One last thought I have before I go to sleep for the night
@Fencer, but seriously consider butterflying away Amelia Bones being killed during this summer before the 6th Year. Having a nearly blank slate character that is known to be stern but fair and competent around that works in law enforcement would be highly beneficial to this story I think. It was a thought that occurred to me right before I decided to head to bed, and I figured it's worth mentioning now before you write any more chapters just yet and I might've forgotten when I fall asleep. Her being around for that interview in the Observation room also makes a lot of sense. Hell it makes more sense than Dumbledore being there.

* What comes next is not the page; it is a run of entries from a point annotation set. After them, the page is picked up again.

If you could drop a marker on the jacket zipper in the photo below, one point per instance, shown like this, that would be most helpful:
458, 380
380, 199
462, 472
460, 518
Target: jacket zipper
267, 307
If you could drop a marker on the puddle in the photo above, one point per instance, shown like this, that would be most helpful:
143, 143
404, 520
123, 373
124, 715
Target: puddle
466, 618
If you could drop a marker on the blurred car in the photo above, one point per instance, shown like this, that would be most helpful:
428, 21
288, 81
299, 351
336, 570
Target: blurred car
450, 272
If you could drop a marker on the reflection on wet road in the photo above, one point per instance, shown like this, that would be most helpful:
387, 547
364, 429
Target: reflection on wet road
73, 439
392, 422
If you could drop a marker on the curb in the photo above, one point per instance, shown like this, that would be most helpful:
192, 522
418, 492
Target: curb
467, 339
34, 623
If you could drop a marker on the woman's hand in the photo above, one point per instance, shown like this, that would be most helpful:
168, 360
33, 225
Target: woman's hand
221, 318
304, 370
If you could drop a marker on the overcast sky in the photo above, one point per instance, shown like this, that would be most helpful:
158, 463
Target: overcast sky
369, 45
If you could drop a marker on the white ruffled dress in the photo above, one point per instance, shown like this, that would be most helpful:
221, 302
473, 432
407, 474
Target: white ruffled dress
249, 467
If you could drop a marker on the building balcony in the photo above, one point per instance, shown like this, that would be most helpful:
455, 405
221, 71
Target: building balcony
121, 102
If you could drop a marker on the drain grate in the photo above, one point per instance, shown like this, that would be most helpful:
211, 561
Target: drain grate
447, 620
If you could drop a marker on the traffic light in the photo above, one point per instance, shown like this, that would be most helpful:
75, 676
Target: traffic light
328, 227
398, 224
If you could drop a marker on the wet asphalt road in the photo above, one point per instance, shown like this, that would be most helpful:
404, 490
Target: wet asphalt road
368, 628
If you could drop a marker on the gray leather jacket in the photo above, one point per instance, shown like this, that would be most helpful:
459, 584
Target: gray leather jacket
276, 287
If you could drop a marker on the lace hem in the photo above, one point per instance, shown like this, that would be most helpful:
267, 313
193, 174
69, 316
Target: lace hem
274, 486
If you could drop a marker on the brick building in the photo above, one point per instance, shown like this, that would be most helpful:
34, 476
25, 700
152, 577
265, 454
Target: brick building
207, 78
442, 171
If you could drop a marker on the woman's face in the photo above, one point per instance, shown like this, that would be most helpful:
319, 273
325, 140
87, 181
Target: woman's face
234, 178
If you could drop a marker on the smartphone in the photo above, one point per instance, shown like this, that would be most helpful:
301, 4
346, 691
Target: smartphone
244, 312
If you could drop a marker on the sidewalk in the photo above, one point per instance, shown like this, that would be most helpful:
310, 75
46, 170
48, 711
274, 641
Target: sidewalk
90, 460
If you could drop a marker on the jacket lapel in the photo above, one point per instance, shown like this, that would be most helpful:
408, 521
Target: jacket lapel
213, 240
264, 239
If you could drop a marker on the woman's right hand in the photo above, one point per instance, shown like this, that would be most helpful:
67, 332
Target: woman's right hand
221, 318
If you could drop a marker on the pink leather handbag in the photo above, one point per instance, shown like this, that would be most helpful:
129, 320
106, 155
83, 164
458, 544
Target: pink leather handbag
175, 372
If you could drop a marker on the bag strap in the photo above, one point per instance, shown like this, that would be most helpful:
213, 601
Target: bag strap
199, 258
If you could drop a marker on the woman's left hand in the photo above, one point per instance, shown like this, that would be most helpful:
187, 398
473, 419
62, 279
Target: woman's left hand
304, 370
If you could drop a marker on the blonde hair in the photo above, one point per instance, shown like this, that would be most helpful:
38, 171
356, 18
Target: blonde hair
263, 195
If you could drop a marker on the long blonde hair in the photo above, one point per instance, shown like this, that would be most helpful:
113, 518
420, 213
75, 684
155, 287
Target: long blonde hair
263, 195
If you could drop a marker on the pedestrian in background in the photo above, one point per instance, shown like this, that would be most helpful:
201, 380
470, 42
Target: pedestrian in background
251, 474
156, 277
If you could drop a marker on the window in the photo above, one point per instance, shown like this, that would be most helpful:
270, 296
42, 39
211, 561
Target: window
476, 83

Mm. It could work. There are new factors in play. Those could be spun as causing relevant effects fairly straightforwardly, given the setup.
We have an opening for quite the kerfuffle in the Ministry over Harry's misadventures when he's such a high-profile figure of his connections and got married, but under very peculiar and potentially quite dubious circumstances, that further brought in a seemingly quite inviolably attached foreigner—and minor at that—of unknown background to sensitive matters. Meanwhile, Amelia Bones is, herself, precisely the person for which this could be written as her problem.

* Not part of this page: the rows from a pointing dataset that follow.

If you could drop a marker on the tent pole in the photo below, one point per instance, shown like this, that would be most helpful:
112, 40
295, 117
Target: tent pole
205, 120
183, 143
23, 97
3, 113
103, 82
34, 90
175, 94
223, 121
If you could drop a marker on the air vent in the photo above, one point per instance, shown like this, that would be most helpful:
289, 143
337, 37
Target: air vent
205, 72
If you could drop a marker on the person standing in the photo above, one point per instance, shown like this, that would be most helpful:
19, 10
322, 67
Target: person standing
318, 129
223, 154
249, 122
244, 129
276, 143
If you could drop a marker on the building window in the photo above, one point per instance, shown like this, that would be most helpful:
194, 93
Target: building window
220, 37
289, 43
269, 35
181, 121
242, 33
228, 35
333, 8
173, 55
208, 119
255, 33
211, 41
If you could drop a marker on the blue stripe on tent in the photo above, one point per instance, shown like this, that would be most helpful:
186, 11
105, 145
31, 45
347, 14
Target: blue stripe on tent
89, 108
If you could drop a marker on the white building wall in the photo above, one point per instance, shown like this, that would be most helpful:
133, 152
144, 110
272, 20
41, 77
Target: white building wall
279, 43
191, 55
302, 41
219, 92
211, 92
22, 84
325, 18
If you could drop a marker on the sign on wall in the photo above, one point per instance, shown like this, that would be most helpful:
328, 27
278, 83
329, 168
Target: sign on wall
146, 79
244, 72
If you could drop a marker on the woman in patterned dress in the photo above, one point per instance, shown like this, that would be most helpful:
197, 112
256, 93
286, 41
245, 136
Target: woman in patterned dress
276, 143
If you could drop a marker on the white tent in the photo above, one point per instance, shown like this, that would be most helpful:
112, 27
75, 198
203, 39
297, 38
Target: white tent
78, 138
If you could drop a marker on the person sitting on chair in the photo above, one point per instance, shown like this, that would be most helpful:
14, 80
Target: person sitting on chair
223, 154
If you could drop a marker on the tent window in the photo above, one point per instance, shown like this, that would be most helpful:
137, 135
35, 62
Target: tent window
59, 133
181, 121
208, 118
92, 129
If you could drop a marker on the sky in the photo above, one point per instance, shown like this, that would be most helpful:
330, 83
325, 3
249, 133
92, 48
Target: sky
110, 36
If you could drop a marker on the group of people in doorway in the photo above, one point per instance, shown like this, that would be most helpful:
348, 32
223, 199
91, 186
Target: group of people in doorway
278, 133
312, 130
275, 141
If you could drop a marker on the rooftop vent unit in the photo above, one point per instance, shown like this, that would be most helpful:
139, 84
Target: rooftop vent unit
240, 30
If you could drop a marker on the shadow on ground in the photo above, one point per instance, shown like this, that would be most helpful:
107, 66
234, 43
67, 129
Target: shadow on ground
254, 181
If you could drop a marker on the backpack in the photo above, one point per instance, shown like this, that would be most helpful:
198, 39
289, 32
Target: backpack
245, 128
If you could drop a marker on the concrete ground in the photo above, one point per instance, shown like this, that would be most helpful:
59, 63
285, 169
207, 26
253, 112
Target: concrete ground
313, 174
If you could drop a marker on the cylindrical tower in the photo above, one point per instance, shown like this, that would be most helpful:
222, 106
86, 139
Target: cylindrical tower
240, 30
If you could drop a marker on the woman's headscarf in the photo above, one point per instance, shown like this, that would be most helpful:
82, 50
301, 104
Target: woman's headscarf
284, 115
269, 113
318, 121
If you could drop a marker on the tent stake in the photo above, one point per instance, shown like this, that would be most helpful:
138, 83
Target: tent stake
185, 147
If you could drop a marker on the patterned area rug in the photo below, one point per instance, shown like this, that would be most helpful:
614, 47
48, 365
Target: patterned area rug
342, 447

If her department is responsible for trying to wrangle a lot of the formalities and issues involved here, hey, maybe she just stays working late one evening and it happens that highly ambiguous and mostly undefined attack on her in canon
would have gotten her had she was home then, except she isn't, so it just doesn't happen. If the narrative calls for more justification for why the same thing doesn't just happen a different way, it can still be made to work easily enough. Amelia Bone's death could be held as some circumstantially-dependent affair such that necessary prerequisites with certain Death Eaters being available at the time or whatever can't pull it off later, or
try, only for changed circumstances to obviate her death still: maybe she was going to get around to improving her home's defences and just never got around to it before it was too late in canon, maybe Death Eaters who do it originally and would try again later after an initial failure get preoccupied with something else, or maybe they find that instead of staying at work late, she brought work home with her that evening, and Death Eaters have the unfortunate luck to run smack into Dumbledore or get Skitter'd. Butterflies can cause more butterflies.